Nevada casinos reported their seventh straight month of annual revenue declines in September, with bingo and horseracing the only gaming verticals to post positive growth.
Figures released Wednesday by the Nevada Gaming Control Board show statewide gambling revenue of $821.1m in September, a 22.4% decline from the same month last year. However, September’s total was nearly $82m better than August 2020 and the state’s best showing since casinos reopened in June following their COVID-19 shutdown.
The pain was much greater on the Las Vegas Strip, where casinos reported gaming revenue falling 39.1% to $354.7m, although that was up $38m from August. The situation wasn’t much better Downtown ($51.8m, -21.5%) while the Boulder Strip gained 1.8% to $75.9m and Reno rose 3% to $57.1m.

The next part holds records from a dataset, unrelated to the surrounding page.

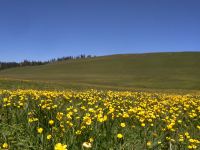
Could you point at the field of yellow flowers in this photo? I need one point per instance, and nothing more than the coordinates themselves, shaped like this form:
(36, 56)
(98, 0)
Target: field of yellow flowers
(99, 120)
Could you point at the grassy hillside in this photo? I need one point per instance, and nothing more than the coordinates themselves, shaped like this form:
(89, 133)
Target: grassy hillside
(153, 70)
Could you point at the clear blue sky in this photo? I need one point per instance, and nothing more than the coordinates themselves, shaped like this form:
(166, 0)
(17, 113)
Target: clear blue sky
(44, 29)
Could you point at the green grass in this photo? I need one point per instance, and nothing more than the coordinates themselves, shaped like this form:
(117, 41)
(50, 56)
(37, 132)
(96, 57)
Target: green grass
(179, 70)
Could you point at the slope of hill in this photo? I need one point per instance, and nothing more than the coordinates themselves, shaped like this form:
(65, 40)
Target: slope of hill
(179, 70)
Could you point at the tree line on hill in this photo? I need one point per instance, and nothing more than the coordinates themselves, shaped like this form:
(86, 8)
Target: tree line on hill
(6, 65)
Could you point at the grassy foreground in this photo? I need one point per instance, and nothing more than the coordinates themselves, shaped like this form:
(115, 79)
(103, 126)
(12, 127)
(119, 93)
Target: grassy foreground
(74, 120)
(147, 71)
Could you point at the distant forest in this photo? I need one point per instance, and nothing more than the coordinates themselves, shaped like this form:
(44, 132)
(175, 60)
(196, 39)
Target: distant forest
(6, 65)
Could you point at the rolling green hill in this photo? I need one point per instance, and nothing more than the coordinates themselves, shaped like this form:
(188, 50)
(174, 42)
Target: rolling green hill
(179, 70)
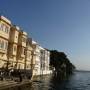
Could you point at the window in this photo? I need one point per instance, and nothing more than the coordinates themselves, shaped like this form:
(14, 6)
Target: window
(7, 29)
(24, 40)
(1, 27)
(2, 44)
(4, 28)
(14, 48)
(6, 45)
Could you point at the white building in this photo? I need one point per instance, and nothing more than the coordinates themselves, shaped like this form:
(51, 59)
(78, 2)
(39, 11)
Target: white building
(41, 58)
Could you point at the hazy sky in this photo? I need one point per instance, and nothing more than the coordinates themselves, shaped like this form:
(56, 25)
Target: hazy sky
(56, 24)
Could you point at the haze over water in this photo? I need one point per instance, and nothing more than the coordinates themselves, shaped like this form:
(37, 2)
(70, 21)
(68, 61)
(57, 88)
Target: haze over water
(78, 81)
(56, 24)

Statewide slots revenue was off 12% to $607.5m while the ‘table, counter & card games’ segment slumped 41.9% to $213.6m. With the exception of bingo ($2m, +27.5%), all individual games were sharply negative, led by blackjack ($64.6m, -21.7%), craps ($32.8m, -13.3%) and roulette ($22.5m, -20.3%), while baccarat tumbled 86.6% to just under $14.2m despite baccarat volume dropping only 11.5%.
Nevada’s sportsbooks brought in $32.9m, down nearly 37% year-on-year and marking one of Nevada’s poorer showings to the start of another NFL season. Betting handle totaled $575.2m, up slightly from last September’s $546.3m, but well below New Jersey’s record $748.6m handle last month.
September’s football betting revenue was down nearly-three quarters to $10.7m, while basketball plunged over 500% to just $3.7m and parlay cards were off 61% to $2.1m.
Thank God for baseball ($10.2m, +33.6%), hockey ($5.1m, but there’s no direct comparison with September 2019), ‘other’ sports ($1.1m, +29.4%) and the state’s pari-mutuel race books, which gained 22.7% to $3.25m.